$1,000 water bill leaves elderly woman with 120,000 gallon mystery

Elderly women's water bill $1,000

SAN ANTONIO -- An elderly woman is blindsided when her water bill jumps 1,700%. Now she and the San Antonio Water System are trying to figure how 120,444 gallons of water disappeared into thin air.

Mary Casias’ water bill for August tallied $1,004.97, up from just more than $60 the month before, the 78-year-old said she was beside herself the moment she saw it.

"Hysterics,” said Casias. “It just blew my mind."

Casias had a plumber check out her home after the bill arrived, who found some leaking from the toilet but nothing else. She said he didn’t think that leak could account for more than 120,000 gallons of lost water, the equivalent of six above-ground swimming pools.

According to SAWS records, Casias had seen leaks, or at least above average water use, on several occasions in the past year, including three months of 20-30,000 gallon usage. Her use normally doesn’t go above 4,000 gallons.

Casias said she began to suspect the meter.

“The little red arrow was going round and round and round,” said Casias. “There was no water running anywhere."

Anne Hayden, a spokeswoman for SAWS, said the meter can be ruled out as a likely cause. That’s because meters are constructed so that, when they are faulty, they underestimate water usage rather than overestimating.

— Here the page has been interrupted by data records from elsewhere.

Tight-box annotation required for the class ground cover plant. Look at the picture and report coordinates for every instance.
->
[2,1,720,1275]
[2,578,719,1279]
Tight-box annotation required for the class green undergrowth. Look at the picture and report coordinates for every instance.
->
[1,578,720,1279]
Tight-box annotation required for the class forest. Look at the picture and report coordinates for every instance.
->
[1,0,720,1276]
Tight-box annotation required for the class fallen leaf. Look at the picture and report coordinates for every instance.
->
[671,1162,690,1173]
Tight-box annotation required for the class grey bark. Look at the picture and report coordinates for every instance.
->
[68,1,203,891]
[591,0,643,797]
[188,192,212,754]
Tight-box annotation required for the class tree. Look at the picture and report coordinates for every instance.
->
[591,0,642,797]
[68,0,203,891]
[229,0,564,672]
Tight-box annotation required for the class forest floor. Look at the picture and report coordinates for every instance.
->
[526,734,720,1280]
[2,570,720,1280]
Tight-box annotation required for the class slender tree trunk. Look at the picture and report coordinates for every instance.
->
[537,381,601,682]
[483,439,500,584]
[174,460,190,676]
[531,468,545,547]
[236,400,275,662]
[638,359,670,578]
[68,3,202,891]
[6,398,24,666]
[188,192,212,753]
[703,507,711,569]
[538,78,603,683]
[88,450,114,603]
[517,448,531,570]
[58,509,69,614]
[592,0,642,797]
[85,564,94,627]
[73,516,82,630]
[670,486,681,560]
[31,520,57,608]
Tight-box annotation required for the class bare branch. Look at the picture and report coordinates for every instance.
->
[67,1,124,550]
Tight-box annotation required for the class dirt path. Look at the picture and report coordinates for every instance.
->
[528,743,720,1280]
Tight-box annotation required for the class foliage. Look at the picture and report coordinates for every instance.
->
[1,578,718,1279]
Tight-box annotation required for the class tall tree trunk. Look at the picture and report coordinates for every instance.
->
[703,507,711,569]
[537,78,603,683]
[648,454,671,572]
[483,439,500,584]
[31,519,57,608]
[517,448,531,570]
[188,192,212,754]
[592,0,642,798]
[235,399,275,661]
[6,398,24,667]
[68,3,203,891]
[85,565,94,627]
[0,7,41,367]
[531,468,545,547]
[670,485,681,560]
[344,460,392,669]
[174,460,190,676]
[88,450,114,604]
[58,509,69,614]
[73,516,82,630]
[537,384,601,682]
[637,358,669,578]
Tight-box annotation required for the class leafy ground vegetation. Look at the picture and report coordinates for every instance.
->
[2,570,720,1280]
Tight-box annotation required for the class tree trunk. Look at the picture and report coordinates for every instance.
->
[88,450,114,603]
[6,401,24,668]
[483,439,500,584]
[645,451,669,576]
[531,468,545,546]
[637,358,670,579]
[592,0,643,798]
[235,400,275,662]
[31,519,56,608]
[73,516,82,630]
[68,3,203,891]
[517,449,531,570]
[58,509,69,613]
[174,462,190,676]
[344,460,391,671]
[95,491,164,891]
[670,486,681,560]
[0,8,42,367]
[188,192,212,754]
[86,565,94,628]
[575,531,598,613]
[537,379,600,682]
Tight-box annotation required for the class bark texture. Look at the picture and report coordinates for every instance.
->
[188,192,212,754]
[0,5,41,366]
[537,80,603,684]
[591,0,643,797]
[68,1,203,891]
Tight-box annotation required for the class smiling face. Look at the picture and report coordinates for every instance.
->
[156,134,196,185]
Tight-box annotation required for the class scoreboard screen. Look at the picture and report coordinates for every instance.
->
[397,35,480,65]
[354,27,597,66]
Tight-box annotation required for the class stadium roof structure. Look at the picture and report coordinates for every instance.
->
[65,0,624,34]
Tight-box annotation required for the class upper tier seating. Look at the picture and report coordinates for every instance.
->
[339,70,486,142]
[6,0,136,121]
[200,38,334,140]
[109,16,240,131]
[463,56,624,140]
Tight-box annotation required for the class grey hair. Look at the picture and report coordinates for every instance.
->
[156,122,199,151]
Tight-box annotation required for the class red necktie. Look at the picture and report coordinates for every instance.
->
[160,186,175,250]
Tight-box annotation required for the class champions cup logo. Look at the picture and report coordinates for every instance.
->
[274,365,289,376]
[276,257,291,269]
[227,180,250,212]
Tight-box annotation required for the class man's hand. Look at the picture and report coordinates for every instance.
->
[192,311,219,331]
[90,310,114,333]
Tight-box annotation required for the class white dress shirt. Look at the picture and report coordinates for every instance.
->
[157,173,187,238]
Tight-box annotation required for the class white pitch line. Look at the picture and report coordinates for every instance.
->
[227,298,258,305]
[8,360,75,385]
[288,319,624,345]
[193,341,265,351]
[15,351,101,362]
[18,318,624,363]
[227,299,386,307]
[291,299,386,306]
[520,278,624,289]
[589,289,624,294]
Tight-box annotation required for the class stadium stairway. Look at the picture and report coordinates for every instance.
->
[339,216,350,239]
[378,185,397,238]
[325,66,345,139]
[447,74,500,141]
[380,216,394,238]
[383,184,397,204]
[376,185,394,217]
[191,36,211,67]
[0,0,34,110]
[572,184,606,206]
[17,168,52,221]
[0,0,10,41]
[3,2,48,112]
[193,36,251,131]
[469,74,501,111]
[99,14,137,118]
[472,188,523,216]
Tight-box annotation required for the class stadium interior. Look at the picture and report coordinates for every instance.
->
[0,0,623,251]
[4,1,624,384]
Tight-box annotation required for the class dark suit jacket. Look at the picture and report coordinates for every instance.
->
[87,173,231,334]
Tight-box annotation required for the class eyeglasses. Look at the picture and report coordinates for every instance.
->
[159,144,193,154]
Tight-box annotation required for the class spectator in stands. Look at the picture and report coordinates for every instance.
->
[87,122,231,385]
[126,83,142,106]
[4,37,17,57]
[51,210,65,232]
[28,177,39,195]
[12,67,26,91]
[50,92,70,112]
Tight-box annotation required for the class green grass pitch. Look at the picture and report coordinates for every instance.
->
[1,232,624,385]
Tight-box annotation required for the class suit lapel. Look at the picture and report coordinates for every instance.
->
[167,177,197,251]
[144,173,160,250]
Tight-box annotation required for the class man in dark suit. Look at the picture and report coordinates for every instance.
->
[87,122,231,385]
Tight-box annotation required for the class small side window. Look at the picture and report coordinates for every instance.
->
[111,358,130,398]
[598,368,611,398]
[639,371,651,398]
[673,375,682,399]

Hayden said toilets can cause that kind of water loss, although a number of independent plumbers told Eyewitness News that isn’t possible.

But she said there are other causes.

"There is a situation that does happen where there's water theft, where sometimes if someone isn’t getting service they start tapping into someone else’s water,” said Hayden. “It is something we see. When you have more than 600,000 accounts, you see a lot of stuff.”

Hayden said that’s a very unlikely scenario, but one worth investigating.

For now, SAWS is sending a specialist to inspect the meter and will explore making adjustments to Casias’ bill.

Casias said she has no intention of paying the full amount until they figure out what happened to that water.

"There's no way I could have used that much water,” said Casias.